Rendez-vous était donné le lundi 15 janvier à 20h. L’heure des traditionnels JT. Ce n’est pas à la télévision mais sur YouTube que "Le Média" a diffusé, lundi, son premier journal quotidien. "C'est un mix des deux", du digital et de la "grande messe" historique du JT de 20h, "un rendez-vous quotidien de l'info où vous êtes tranquille : vous pouvez le regarder en famille, en train de manger", avait expliqué à l’AFP Sophia Chikirou, sa fondatrice, ancienne directrice de communication de Jean-Luc Mélenchon. 


Que s’est-il donc passé dans ce premier journal télévisé diffusé en direct de ce média créé par des proches de la France insoumise et se revendiquant de gauche ? Nous l'avons regardé, en nous penchant aussi bien sur la forme et le fond.

La forme

Le plateau a des faux airs de celui de feu "Le Supplément" de Canal +, avec ses tables et chaises hautes et un public au second plan. Visuellement, le journal du "Média" est aussi qualitatif que ceux diffusés sur les antennes des chaînes télévisés. A chaque rubrique son générique,  et entre chaque news, une petite musique venue rythmer une énumération d'informations face caméra avec cependant souvent trop peu d'images d'illustrations. Une réussite technique qui n'a souffert d'aucun souci de connexion de notre côté.

La présentation

Trois femmes sur un plateau, voilà qui est assez rare pour être souligné. Le journal est présenté par Aude Rossigneux, rédactrice en chef (passée par Le Parisien Magazine ou encore l'émission Mots Croisés), entourée pour cette première par Virginie Cresci et Catherine Kirpach. La voix est un peu tremblante, les mots butent parfois. Mais on mettra ça sur le compte du stress des débuts.

Le contenu

Des titres et plusieurs manières de traiter l'actualité s'enchaînent. On commence par "L'Actu". Consacrée aux "news", il s'agit d'un condensé de brèves, qui parle de la nouvelle plateforme de voeux pour les lycéens, de la condamnation du patron de Radio France Matthieu Gallet, de la candidature de Delphine Batho à la tête du PS ou encore des derniers attentats à Bagdad.

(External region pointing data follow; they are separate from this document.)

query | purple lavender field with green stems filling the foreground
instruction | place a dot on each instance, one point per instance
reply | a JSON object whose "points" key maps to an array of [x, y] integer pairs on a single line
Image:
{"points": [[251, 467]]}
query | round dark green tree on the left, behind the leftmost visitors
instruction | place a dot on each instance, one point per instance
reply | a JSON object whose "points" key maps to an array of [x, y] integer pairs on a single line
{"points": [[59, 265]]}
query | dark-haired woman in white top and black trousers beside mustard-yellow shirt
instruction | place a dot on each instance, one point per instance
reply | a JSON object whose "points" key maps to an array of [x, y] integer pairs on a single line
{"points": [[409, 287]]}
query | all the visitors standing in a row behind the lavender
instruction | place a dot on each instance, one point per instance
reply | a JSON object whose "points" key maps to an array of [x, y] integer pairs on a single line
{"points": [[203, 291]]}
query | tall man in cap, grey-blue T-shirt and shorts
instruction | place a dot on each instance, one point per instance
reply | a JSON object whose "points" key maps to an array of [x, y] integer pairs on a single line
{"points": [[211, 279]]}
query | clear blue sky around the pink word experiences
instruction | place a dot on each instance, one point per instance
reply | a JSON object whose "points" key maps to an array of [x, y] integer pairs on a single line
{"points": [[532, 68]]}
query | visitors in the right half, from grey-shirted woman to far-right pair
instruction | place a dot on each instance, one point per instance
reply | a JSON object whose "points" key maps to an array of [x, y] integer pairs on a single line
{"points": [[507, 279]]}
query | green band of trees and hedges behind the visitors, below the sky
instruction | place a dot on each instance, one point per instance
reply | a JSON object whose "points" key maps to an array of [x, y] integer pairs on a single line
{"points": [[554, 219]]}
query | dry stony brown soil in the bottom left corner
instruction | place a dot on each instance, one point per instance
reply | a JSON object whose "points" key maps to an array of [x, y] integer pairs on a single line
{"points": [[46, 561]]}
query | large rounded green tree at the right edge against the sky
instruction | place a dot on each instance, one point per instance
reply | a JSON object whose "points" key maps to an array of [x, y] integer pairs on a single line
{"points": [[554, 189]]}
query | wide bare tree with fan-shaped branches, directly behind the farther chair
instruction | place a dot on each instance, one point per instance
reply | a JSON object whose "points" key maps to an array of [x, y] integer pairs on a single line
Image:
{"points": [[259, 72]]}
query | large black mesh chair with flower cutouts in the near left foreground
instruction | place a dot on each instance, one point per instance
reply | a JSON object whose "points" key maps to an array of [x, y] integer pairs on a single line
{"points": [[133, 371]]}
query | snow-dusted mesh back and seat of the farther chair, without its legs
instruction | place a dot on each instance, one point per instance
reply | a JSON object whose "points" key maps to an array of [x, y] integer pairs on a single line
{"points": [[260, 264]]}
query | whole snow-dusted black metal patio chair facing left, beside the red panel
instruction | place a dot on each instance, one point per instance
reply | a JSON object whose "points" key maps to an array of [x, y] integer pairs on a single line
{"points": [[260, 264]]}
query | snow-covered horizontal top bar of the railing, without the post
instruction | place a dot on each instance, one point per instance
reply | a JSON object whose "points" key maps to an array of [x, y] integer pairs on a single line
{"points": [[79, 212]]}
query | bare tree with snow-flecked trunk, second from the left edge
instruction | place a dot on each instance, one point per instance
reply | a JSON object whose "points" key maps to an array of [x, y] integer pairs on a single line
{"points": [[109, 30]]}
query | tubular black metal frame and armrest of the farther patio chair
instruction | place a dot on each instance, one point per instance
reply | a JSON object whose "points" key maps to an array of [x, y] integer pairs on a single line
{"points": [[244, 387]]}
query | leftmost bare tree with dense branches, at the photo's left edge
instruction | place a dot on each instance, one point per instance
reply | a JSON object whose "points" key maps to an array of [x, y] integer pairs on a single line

On goûte à des piques par-ci par-là, contre cet "engagement du président qui est tombé à l'eau aujourd'hui" sur l'indépendance du parquet. "Il nous paraît utile de rappeler que les habitants des pays musulmans sont les premières victimes du terrorisme islamiste dans le monde", lance encore Aude Rossigneux.


Une partie plus magazine s'ouvre ensuite, avec un sujet sur les inégalités salariales en France dans lequel une longue partie est consacrée à la secrétaire générale adjointe de la CGT. La contradiction n'est apportée que par un mail très succinct des services de Marlène Schiappa, secrétaire d'Etat à l'Egalité femmes-hommes.


La rubrique "Un pas de côté" est consacrée à l'Iran avec un décryptage d'un correspondant à Beyrouth sur la situation. "Droit de suite" évoque l'errance des exilés à la frontière italo-française avec, là encore, un seul intervenant (le directeur de la Ligue des droits de l'Homme locale) et pas de contre-poids (les gendarmes, dont le rôle est décrypté sans prise de parole de leur côté). Puis vient Bruno Gaccio, l'ancienne plume des Guignols, dont on n'a pas bien saisi la présence, si ce n'est pour détailler ce qu'il attendait du "Média". Une séquence finale encore une fois sans images d'illustration, venue rallonger encore un peu l'impression de longueur. 


Ce samedi, "Le Média" passera un nouveau test, après plusieurs autre JT : celui du documentaire, avec un reportage consacré à Calais.